Иногда Пионе чудится, будто этого ребенка она решительно ненавидит, а потом он заглядывает в глаза доверчиво, больно тянет ручонками волосы, и это чувство она тоже прячет за шрам.
За столом они сидят так, будто в самом деле забывают, что происходит вокруг, болтают о какой-то ерунде вроде подарков и детских какашек, и Гарри, как самый главный на этом празднике жизни, ест торт маленькой детской ложечкой. На улице жарко — привычная для конца июля погода, и Пиона желчно думает, что не желает находиться ни внутри этого дома, ни снаружи.
Больше всего на свете Пиона хочет оказаться нигде, улечься на большие качели и слушать стрекот кузнечиков.
— Давай, Пиона, теперь твоя очередь, — Питер толкает ее в плечо, и Пиона вздрагивает, теряя окутавшее ее задумчивое умиротворение.
В реальном мире оказаться нигде решительно невозможно, Пиона напоминает себе об этом несколько раз, меряя Питера осуждающим взглядом, достает подарок и вручает его неловко и быстро. Пиона так и не придумывает, что подарить, и оттого покупает какую-то ерунду и надеется, что Лили не решит открывать коробку при всех.
Только теперь Пиона неожиданно вспоминает, что свой собственный день рождения она пропустила, совершенно не обратив внимание на поздравления и маленький тортик с аккуратной свечой-фейерверком. Несколько сочувственных взглядов скрещиваются на ней всего на мгновение, а затем праздник возвращается в привычное русло.
И только вечером, когда слишком долгий летний день наконец обращается ночью, Лили налетает на Пиону с объятиями. Молчание их сливается с тенью, и они продолжают стоять, молча прижавшись друг к другу посреди коридора, пока Пиона не издает неловкий смешок. Лили, отстраняясь, заправляет ее волосы за уши, так что кажется, что это она старшая, и Пиона, кажется, впервые позволяет ей коснуться шрама подушечкой пальца.

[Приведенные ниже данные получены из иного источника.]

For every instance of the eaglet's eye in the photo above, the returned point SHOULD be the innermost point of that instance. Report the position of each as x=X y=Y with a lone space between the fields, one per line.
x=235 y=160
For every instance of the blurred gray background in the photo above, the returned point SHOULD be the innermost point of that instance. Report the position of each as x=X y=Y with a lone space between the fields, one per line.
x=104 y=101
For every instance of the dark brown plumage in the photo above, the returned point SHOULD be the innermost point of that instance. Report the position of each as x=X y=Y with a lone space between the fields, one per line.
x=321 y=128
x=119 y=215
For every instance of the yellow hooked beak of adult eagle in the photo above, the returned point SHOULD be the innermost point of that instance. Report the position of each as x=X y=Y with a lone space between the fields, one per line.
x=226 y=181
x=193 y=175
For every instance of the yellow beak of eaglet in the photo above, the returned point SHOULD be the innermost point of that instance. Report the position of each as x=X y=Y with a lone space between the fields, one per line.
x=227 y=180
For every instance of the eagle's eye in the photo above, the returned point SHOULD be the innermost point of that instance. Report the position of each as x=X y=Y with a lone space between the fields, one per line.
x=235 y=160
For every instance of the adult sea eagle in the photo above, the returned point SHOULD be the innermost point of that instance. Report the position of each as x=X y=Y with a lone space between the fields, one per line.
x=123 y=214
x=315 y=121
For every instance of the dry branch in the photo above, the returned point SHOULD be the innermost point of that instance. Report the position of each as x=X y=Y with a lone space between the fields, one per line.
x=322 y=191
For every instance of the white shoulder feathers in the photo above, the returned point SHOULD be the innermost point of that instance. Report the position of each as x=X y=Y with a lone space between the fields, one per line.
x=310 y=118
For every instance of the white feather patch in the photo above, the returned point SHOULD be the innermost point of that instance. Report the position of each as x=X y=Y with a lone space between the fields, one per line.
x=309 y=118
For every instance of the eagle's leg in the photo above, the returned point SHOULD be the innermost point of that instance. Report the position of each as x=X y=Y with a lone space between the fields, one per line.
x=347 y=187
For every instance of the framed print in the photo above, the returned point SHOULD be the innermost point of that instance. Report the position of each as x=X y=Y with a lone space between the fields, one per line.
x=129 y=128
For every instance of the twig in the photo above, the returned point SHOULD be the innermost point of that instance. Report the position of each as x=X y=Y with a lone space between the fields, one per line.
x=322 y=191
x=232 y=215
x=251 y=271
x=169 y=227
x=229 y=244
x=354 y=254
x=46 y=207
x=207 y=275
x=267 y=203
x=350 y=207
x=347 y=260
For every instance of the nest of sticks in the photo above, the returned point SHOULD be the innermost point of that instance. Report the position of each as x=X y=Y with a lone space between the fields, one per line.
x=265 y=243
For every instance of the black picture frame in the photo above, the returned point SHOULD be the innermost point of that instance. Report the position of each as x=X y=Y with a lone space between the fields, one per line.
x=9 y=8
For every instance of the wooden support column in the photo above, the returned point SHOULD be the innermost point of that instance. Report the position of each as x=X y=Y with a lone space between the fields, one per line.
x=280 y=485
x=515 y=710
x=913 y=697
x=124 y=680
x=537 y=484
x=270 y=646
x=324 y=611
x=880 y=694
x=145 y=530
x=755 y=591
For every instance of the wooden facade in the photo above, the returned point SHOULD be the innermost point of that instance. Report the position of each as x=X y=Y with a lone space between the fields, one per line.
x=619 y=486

Страх клекочет в груди, воет по-птичьи, но Пиона разве что голову набок склоняет, сильнее открывая шею, но в то же время закрывая волосами висок. Лили водит по ее лицу самым кончиком пальца, и от ее прикосновений странно тепло. Они не говорят друг другу ни слова, неотрывно смотрят в глаза и будто мысли читают, путаясь в чужих ощущениях. В это тепло хочется окунуться, утонуть с головой, но в конце концов ночь разделяет их, разводит по разные стороны, и деревянная дверь глухо захлопывается, отрезая одну сестру от другой.
Валяясь в кровати, Пиона сверлит глазами потолок, то и дело поглядывает на черное небо и плывущие слишком уж быстро серые облака за окном. Пиона крутит в руках лоскутное одеяло, которое Лили давным-давно откопала на чердаке их старого дома, и думает, что, пожалуй, лучшего подарка для Гарри она все равно не придумает.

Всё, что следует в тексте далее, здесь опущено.